Cómo eliminar el sarro de los orificios de la ducha con ácido cítrico
El ácido cítrico se consigue fácilmente en comercios especializados, ferreterías o tiendas de productos de limpieza.
Su capacidad para disolver depósitos minerales lo convierte en un aliado ideal para combatir el sarro.

Para aplicar este método, seguí estos pasos:
- Mezclá dos o tres cucharadas de ácido cítrico en un recipiente con agua tibia.
- Desmontá el cabezal de la ducha, si es posible.
- Sumergilo en la solución durante entre 30 minutos y una hora.
- Utilizá un cepillo de dientes viejo para retirar los restos de sarro más adheridos.
- Enjuagá con abundante agua antes de volver a instalarlo.
Si el cabezal no se puede desmontar, también podés colocar la mezcla dentro de una bolsa plástica y sujetarla alrededor de la ducha para que los orificios permanezcan en contacto con la solución.
Por qué se forma sarro y cómo evitar que vuelva a aparecer
La acumulación de cal y minerales depende de la dureza del agua. Cuanto mayor sea la concentración de calcio y magnesio, más rápido se obstruyen los conductos y los orificios de la ducha.
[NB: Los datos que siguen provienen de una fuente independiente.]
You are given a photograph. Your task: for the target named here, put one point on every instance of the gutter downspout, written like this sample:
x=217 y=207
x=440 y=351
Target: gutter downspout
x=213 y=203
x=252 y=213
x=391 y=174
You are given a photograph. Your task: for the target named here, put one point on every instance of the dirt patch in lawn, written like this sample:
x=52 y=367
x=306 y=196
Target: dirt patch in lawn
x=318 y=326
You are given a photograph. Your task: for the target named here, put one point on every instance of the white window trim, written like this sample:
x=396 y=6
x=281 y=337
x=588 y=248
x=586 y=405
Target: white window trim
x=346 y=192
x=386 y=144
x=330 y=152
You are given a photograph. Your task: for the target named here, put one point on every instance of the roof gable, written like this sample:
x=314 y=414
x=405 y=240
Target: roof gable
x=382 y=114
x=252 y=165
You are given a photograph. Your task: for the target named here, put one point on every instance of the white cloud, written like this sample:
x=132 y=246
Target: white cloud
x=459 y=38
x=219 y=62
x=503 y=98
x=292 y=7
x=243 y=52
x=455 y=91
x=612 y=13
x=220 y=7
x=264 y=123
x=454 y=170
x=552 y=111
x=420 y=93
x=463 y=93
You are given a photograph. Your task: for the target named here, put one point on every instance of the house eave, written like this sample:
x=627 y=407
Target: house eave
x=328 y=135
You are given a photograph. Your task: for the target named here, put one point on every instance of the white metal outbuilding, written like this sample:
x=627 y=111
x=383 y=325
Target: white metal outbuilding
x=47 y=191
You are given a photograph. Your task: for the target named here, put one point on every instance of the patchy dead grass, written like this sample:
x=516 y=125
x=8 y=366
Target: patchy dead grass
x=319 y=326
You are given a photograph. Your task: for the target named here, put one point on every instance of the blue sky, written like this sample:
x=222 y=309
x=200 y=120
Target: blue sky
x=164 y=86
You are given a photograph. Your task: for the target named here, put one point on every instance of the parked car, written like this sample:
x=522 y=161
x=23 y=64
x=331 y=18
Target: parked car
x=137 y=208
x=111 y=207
Para prevenir este problema, los especialistas recomiendan:
- Limpiar el cabezal al menos una vez por mes.
- Secar las superficies después de cada uso.
- Revisar periódicamente los orificios para detectar bloqueos.
- Instalar filtros o sistemas antisarro cuando el agua tenga una alta concentración de minerales.
En este sentido, una limpieza preventiva puede evitar obstrucciones severas y ayudar a mantener una buena presión de agua durante más tiempo.
Un mantenimiento simple y regular alcanza para que la ducha funcione correctamente y sin acumulaciones de sarro.